Darren Wandin is a Wurundjeri man who has learnt about cultural burning from his father, David Wandin, ‘Uncle Dave’, and other fire practitioners around Australia through the Firesticks Alliance.
Mr Wandin said cultural burning is different from other planned burning.
“A lot of the time, what most burns are looking at is fuel reduction. Fuel reduction isn’t the name of the game for us. What we’re looking at is diversity, so we’re looking at reintroducing and revitalising those species that are here,” he said.
“We understand that that soil layer that we’ve got is called a seed bank in ecological terms, (but) we refer to it as a memory bank. It’s like the identity of the place.
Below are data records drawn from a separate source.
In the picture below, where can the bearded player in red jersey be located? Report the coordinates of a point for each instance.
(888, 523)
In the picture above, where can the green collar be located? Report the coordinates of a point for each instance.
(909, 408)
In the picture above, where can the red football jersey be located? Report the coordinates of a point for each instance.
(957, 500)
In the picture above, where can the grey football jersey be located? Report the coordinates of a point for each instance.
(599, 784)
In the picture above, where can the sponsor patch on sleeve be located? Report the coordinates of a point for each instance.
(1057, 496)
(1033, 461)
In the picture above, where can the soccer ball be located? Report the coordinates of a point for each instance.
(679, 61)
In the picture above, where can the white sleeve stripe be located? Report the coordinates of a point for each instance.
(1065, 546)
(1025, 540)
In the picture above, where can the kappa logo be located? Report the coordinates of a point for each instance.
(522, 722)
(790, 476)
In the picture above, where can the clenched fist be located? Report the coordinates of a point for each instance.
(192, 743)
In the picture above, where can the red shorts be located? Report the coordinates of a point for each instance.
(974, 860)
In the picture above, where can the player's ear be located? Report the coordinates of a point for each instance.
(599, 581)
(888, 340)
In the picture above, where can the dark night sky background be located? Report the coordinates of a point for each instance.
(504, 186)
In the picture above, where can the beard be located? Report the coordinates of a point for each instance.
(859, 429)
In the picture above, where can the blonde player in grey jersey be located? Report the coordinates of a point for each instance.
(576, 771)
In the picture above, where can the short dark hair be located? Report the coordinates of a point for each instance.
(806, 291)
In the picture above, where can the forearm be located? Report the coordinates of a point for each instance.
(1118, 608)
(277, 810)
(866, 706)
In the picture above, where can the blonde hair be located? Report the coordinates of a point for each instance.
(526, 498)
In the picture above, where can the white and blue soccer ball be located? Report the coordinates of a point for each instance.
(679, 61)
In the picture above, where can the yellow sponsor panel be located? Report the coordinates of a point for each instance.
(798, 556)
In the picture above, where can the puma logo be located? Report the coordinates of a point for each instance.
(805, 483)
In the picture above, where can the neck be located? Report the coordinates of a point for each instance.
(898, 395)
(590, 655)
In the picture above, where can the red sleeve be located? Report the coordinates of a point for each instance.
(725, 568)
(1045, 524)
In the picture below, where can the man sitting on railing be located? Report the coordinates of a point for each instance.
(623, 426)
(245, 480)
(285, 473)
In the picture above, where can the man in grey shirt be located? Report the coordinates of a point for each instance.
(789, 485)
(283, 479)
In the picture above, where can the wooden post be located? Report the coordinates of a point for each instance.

“When we apply fire, that’s like a medicine to help remind who it is. At the moment, we’ve got a lot of these weedy species (and) we’re trying to skim them off to get rid of them, then we can have the seed bank regenerate afterwards.”
Yarra Ranges Council Indigenous development coordinator Garry Detez said it was important to the council to apply the First Nations’ knowledge and resilience system back into the local landscape and communities.
“On the back of the Black Saturday fires from 2009, (Yarra Ranges) Council was looking at better ways to build a natural mitigation in the landscape, to provide healing into the landscape, but also to build resilience and healing into communities,” he said.
“We came across the ancient Aboriginal cultural practice of cool burning or cultural burning. It became evident to us that when Aboriginal people cared for the landscapes prior to colonisation, they’d managed to build a natural mitigation into the landscapes, because there’s no recorded evidence of a major bushfire that we’re aware of today over the last 6000 years.
“So that led us into a bit of a journey in trying to find where that expertise resided. And there’s clear evidence that Wurundjeri people certainly use cultural burning as a land management tool for thousands of generations.”
The Star Mail will delve into cultural burning in more detail through a further article and a video news package.